La riforma degli arbitri in Serie A e Serie B entra nel vivo. Dopo le proteste di diversi club e le polemiche sulle direzioni di gara, il presidente della FIGC Gabriele Gravina accelera verso una svolta strutturale: la creazione di una classe d’élite indipendente e l’introduzione del professionismo per gli arbitri di A e B.
La questione arbitrale è ormai centrale nel dibattito sul calcio italiano. Per questo la Federazione vuole dare una risposta concreta nel breve periodo, con l’obiettivo di portare una bozza in Consiglio federale entro un mese.
Classe d’élite indipendente: come funzionerà
Il progetto prevede la nascita di una società di fatto privata e completamente autonoma, partecipata al 100% dalla FIGC. All’interno confluirebbe un budget stimato tra i 17 e i 18 milioni di euro annui, finanziato principalmente dalla Federazione e in parte dalle Leghe di Serie A e Serie B.
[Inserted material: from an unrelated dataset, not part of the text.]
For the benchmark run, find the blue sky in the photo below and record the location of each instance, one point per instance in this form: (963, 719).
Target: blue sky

Il Consiglio federale nominerà tre consiglieri di amministrazione indipendenti, non legati a club, AIA o FIGC. Il nuovo organismo avrà competenze sia amministrative che tecniche:
- un direttore tecnico, che definirà i nomi degli arbitri inseriti nella classe d’élite e svolgerà di fatto il ruolo di designatore;
- un direttore amministrativo, responsabile degli aspetti economici e burocratici.
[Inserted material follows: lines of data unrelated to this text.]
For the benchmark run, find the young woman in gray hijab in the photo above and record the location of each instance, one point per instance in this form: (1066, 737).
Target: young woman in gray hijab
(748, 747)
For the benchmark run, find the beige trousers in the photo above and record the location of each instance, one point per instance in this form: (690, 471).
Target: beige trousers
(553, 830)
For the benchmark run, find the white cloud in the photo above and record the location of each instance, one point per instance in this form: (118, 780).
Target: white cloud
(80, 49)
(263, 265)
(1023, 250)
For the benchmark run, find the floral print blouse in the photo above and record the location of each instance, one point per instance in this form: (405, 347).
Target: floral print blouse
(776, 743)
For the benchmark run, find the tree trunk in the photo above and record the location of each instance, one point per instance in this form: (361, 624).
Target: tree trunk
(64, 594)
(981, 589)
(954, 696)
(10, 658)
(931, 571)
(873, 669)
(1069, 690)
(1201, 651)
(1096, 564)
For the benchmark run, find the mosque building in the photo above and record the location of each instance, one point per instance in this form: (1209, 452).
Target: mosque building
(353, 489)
L’obiettivo è separare il merito sportivo dalle valutazioni politiche, togliendo le nomine dall’organo politico dell’AIA, il Comitato nazionale.
Professionismo per gli arbitri di Serie A e B
La riforma punta anche a introdurre il professionismo per gli arbitri di Serie A e Serie B. In una prima fase, i direttori di gara verrebbero pagati a gettone; successivamente, se ritenuti idonei dal designatore, potrebbero essere assunti con contratti a tempo determinato.
L’AIA continuerebbe a occuparsi della formazione dei nuovi arbitri e della gestione fino alla Serie C, mentre la nuova struttura autonoma gestirebbe esclusivamente la classe d’élite.
Tempistiche e obiettivi della FIGC
La FIGC vuole arrivare rapidamente al voto in Consiglio federale. L’idea è quella di presentare una proposta definitiva entro un mese, con l’ambizione di rendere operativa la riforma già dalla stagione 2026/2027.
Gravina punta a una riforma ampia e condivisa, sostenuta da una larga maggioranza del mondo sportivo. L’obiettivo dichiarato è aumentare trasparenza, qualità e indipendenza della classe arbitrale, rispondendo così alle critiche e restituendo credibilità al sistema.